Anonymous at Mon, 1 Apr 2024 02:26:09 UTC No. 16107199
we are so alone, it's never been more over
Anonymous at Mon, 1 Apr 2024 04:00:20 UTC No. 16107307
>>16105953
I'm working on d13C of CO and d18O od CO. I used to work with an old Thermo Delta V, lsodat was kinda jank but somehow workable. Now I'm using a Delta Q and Qtegra is absolute shambles, Thermo is absolute shambles
Anonymous at Mon, 1 Apr 2024 15:36:09 UTC No. 16107854
cool shit OP
I looked up delta 13 C and delta 15 N; I learned something new (I've only done a couple Gen. Chemistry classes; which covered some organic and maybe mentioned a thing or two about Carbon isotopes)
What insights do you get by visualizing the "% d25N" as a function of d13C?

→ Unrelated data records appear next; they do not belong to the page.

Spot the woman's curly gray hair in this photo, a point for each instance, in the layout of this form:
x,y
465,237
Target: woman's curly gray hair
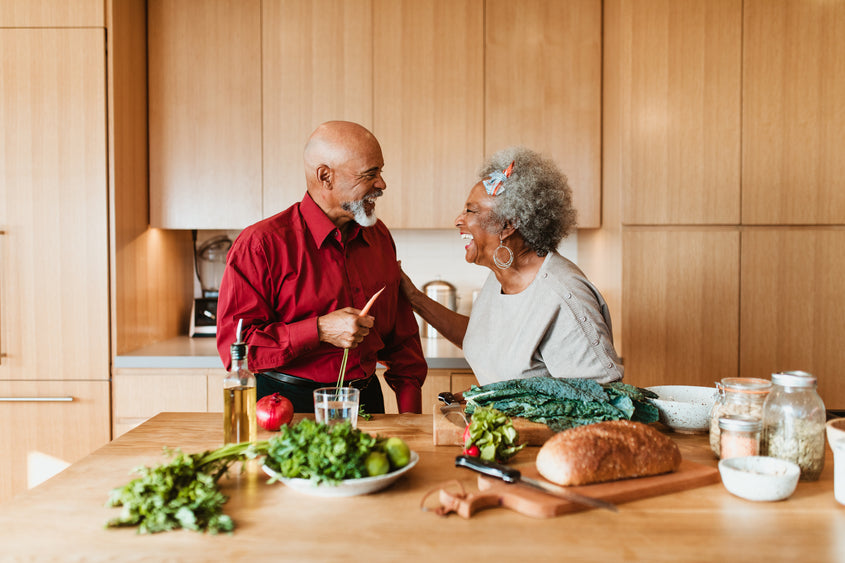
x,y
536,199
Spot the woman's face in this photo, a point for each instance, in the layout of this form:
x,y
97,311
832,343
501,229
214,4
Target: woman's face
x,y
473,222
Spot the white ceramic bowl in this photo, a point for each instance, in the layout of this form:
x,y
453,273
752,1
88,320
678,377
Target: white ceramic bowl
x,y
348,487
685,408
759,478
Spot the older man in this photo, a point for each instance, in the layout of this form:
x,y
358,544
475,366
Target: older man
x,y
300,279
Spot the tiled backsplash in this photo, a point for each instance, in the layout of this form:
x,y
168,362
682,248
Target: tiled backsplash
x,y
432,254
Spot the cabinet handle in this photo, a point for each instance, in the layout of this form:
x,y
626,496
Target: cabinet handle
x,y
36,399
2,353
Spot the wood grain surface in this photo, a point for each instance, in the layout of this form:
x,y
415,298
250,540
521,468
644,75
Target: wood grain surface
x,y
64,517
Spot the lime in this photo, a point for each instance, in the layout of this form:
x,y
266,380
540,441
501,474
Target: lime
x,y
398,451
377,464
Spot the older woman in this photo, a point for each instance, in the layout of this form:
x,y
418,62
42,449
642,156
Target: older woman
x,y
537,313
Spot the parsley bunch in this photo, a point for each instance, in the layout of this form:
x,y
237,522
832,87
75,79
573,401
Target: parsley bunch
x,y
182,493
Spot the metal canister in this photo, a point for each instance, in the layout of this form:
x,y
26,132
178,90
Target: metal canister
x,y
445,294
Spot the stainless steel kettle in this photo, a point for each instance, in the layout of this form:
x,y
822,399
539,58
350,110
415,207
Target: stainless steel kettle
x,y
445,294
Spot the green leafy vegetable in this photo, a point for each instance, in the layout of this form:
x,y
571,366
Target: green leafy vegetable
x,y
563,403
493,433
310,450
182,493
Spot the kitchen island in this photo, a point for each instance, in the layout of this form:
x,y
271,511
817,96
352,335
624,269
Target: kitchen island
x,y
63,519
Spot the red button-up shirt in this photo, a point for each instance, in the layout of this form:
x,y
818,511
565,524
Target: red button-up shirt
x,y
284,272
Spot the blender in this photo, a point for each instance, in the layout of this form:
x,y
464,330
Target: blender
x,y
209,263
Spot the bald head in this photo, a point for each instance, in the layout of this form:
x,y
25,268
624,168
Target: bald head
x,y
334,143
343,163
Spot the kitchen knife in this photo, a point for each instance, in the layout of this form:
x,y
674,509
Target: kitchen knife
x,y
513,476
451,409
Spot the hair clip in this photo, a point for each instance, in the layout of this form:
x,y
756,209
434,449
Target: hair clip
x,y
496,180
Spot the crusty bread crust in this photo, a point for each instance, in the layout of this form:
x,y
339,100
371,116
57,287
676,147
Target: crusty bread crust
x,y
607,451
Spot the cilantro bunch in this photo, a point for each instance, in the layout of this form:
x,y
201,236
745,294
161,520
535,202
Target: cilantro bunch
x,y
492,432
182,493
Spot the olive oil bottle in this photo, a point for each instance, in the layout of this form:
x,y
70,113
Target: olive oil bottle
x,y
239,423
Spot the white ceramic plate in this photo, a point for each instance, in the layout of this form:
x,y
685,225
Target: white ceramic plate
x,y
347,487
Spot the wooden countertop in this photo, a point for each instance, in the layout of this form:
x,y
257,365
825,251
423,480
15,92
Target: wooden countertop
x,y
63,519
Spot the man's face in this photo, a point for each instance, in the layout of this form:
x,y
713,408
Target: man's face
x,y
358,183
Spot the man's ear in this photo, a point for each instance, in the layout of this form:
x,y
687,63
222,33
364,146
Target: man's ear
x,y
325,175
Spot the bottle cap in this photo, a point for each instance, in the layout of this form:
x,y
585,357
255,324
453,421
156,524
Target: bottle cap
x,y
740,423
238,348
794,379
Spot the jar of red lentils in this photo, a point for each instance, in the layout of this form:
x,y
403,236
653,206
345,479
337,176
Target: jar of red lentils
x,y
740,435
737,395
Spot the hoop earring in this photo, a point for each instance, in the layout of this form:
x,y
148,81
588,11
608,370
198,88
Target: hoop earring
x,y
502,264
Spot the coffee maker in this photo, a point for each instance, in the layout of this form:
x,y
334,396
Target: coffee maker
x,y
209,263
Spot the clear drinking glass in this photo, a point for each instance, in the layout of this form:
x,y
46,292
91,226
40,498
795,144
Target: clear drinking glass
x,y
333,404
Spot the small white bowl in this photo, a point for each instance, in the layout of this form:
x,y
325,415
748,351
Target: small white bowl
x,y
685,408
759,478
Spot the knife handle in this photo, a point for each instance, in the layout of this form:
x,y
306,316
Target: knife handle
x,y
490,468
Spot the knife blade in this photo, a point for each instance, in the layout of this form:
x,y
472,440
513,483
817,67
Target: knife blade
x,y
513,476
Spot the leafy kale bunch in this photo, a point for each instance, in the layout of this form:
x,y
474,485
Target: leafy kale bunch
x,y
182,493
563,403
322,453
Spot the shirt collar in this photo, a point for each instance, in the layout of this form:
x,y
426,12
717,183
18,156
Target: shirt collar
x,y
319,224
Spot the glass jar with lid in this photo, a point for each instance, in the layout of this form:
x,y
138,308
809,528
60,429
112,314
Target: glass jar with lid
x,y
737,396
793,422
740,436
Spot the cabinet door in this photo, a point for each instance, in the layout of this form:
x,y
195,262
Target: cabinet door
x,y
680,102
435,382
140,394
793,296
47,425
793,124
52,13
542,88
205,113
428,79
681,315
462,380
53,205
310,76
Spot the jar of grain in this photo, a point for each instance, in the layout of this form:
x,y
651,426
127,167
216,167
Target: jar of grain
x,y
793,422
737,396
740,435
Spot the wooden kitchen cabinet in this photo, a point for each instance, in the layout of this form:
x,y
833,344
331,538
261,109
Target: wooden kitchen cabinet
x,y
310,75
54,280
793,124
47,425
542,88
52,13
205,113
677,73
793,296
436,381
428,81
139,394
681,290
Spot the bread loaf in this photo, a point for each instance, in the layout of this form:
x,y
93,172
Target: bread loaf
x,y
606,451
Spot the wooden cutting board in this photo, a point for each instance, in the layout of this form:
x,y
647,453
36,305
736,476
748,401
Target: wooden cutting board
x,y
449,430
536,504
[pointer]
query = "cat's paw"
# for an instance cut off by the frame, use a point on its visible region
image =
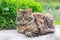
(28, 34)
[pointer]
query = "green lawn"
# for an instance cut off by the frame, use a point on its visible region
(54, 9)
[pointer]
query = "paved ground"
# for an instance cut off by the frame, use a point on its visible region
(14, 35)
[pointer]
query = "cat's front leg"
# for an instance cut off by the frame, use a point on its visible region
(28, 34)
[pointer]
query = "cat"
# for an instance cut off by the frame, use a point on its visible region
(34, 24)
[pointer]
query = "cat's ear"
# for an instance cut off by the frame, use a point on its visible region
(30, 10)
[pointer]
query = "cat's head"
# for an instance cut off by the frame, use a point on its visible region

Oh holdup that's not the usual percent sign ‰, kek I don't even know how to interpret this
Lake trout seems like a stoic well balanced guy
Speckled dace is intent on pushing into new frontiers
>*huffs fumes*
Anonymous at Mon, 1 Apr 2024 23:16:10 UTC No. 16108483
>>16107854
hey fren! I can give you the basic rundown of some insights you can glean from the isotope data (keep in mind I'm certainly not an expert) Basically, we measure predictable variation in natural isotope abundances as markers to answer various questions. There's a pretty significant amount of information you can get from specifically δ15N and δ13C, for instance the nitrogen component sees a stepwise enrichment as you ascend the trophic levels in a food web, so you can determine trophic subsistence, while with δ13C you can determine something like the photosynthetic pathway of plants, i.e whether or not they're operating on a C3 or C4 system or even if they're CAM plants. My interest are primarily in the Arctic, so for me C4 plants aren't a concern so δ13C can instead be used to sometimes differentiate between primary producers like phytoplankton and sea ice algae, but mostly to differentiate between general marine vs terrestrial organisms based on how terrestrial plants typically intake CO2 atmospherically through their stomata, while something like sea ice algae intakes carbon through CO2 diffusion. Generally, this is all facilitated by isotopic fractionation, which is the division of isotope abundances between two substances that have undergone a reaction, or when a reactant product has undergone a phase transition. Thats mass dependant fractionation, and it's predictable since at this level the lighter isotope is more reactive. Technically there's also mass independent fractionation but idk how it works and I don't care to find out right now lmao, I present this all as cut and dry but there are absolutely some complications strewn about
Anonymous at Tue, 2 Apr 2024 00:32:52 UTC No. 16108592
Hydrogen-1 is the only stable isotope according to the standard model of particle physics because of anomalous violation of baryon number conservation by multiples of 3.